At the time, the civil servants reckoned that by 2025, when Hinkley Point is due to open, the cost of producing electricity from a nuclear-power station would be lower than from a gas-fired one—and much lower than from wind farms and solar-power plants. They have since reversed those views (see chart). Since Hinkley became a serious proposal less than a decade ago, the cost of nuclear power has increased, that of renewables has fallen and the price of battery storage—which could one day disrupt the entire power system—has plummeted. What is more, EDF’s nuclear technology has failed to get off the ground in the two projects in Finland and France that have sought to use it. “When so much has changed, it would have been inappropriate not to pause,” says Professor Grubb.

Hinkley’s supporters counter that it would help to plug a looming gap in the country’s energy supply. Over the next 15 years, Britain plans to shut down its coal-fired power stations and decommission all but one of its ageing nuclear plants, losing 23 gigawatts (GW) of power-generating capacity. Hinkley Point C, with a capacity of 3.2GW, is intended to ensure there is enough clean energy to offset that, by kickstarting a broader revival of nuclear power in the country. It would also strengthen energy security, reducing reliance on Russian gas. And its power would be clean: without it, supporters say, Britain would fail to meet its obligation under the 2008 Climate Change Act to reduce greenhouse gases to 80% below their 1990 level by 2050.

Renewables have bigger share But these arguments fail to account for how quickly the energy landscape is changing. First, as their costs continue to drop, renewables are becoming a bigger part of the energy mix. They currently account for about one-quarter of Britain’s power output. But renewables are intermittent, generating little power on days that are calm or overcast. So they must be complemented by alternative sources of energy, which add to the total cost. Big power stations such as Hinkley Point cannot fill that role: nuclear power is hard to flex up and down. Combined-cycle gas turbines (CCGTs) are cheaper and more nimble. As a backup to renewables, they can enable Britain to “muddle along” at least for another 20 years, says Deepa Venkateswaran of Bernstein Research, a firm of analysts. That would buy time to assess the progress of other clean technologies, such as battery storage and carbon capture.

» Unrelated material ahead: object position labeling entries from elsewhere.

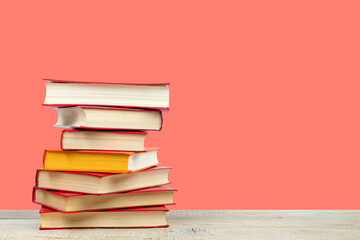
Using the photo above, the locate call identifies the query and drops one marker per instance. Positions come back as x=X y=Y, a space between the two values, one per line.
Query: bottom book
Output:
x=146 y=217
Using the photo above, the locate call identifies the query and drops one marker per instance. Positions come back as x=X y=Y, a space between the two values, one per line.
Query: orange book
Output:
x=98 y=161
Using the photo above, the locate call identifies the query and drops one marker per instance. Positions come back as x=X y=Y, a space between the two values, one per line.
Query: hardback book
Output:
x=101 y=183
x=77 y=202
x=147 y=217
x=108 y=118
x=73 y=139
x=69 y=93
x=98 y=161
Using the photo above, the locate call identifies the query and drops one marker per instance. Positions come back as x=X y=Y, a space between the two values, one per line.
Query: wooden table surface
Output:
x=204 y=224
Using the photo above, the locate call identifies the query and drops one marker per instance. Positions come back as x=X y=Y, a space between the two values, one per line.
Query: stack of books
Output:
x=103 y=176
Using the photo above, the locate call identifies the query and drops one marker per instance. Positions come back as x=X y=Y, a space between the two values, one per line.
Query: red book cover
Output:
x=116 y=108
x=103 y=150
x=98 y=175
x=72 y=194
x=45 y=210
x=72 y=81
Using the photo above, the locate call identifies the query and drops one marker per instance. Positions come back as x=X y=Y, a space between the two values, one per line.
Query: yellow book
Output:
x=95 y=161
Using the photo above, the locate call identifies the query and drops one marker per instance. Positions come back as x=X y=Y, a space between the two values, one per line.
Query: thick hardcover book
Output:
x=67 y=202
x=71 y=93
x=146 y=217
x=97 y=161
x=101 y=183
x=122 y=141
x=108 y=118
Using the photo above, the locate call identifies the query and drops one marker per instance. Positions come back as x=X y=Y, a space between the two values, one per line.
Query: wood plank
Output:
x=204 y=224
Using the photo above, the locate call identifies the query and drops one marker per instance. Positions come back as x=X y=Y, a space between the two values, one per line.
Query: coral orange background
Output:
x=264 y=95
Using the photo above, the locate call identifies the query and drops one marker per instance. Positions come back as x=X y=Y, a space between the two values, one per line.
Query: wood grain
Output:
x=204 y=224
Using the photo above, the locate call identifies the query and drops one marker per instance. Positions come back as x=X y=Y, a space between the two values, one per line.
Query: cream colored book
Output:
x=108 y=118
x=70 y=93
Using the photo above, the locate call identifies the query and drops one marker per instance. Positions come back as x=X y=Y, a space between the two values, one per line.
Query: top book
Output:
x=70 y=93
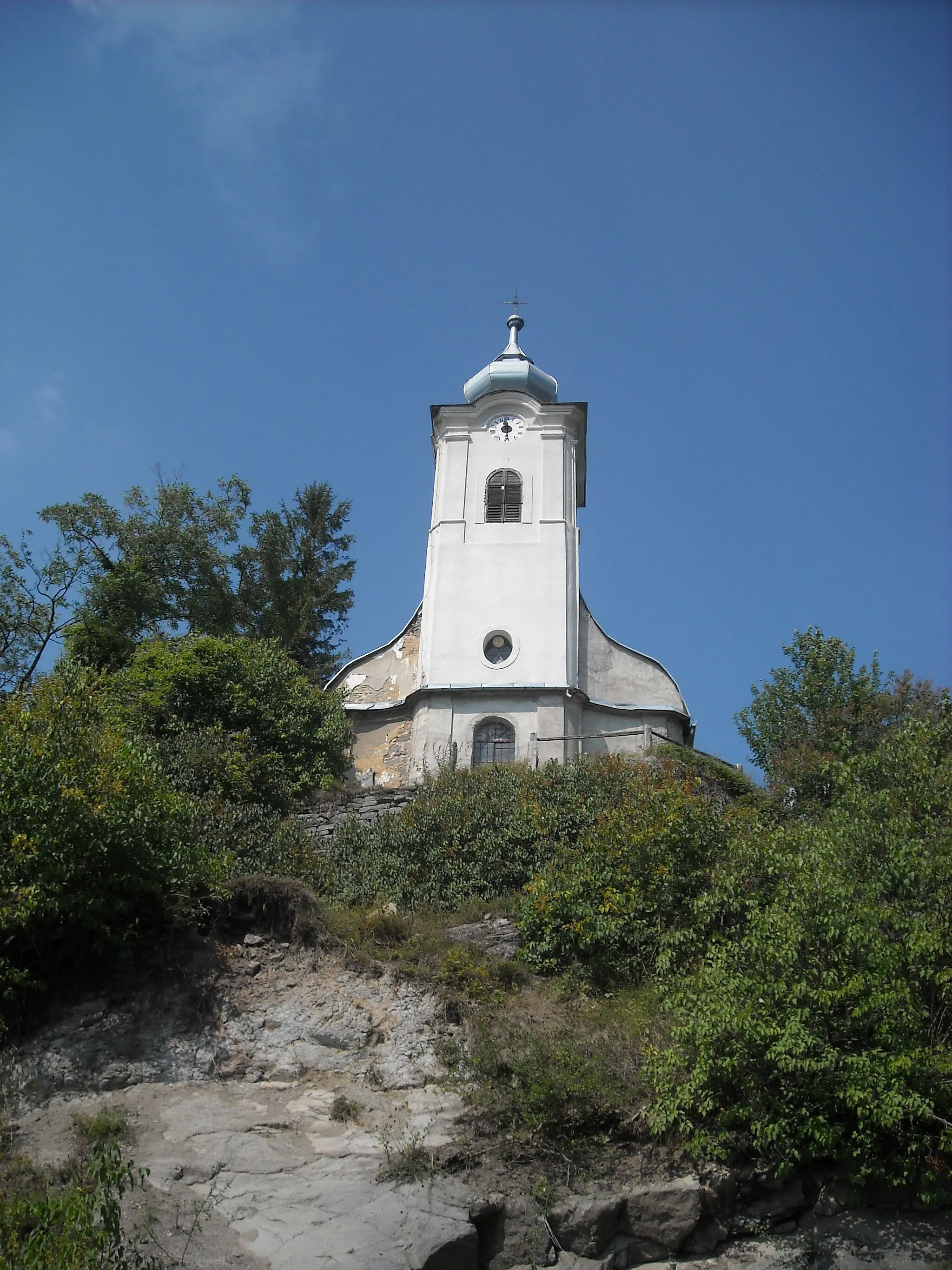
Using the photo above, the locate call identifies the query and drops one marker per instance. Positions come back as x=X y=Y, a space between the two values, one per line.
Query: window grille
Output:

Smaller businesses are also jostling to step into the breach, offering standby power when shortages occur. One such firm, UK Power Reserve, uses small gas-fired generators that can be switched on and off quickly. It calls itself a “scalpel” compared with a CCGT “sledgehammer”. Another, Upside Energy, proposes selling to the grid surplus power stored in battery systems that back up everything from office computers to traffic lights. Others enable companies to shift their power consumption to times of lower demand, cutting their bills. Such options may not provide the bedrock of power or thousands of jobs that EDF promises at Hinkley Point, and may require more innovative policymaking. But in terms of value for money, they could beat it hands down.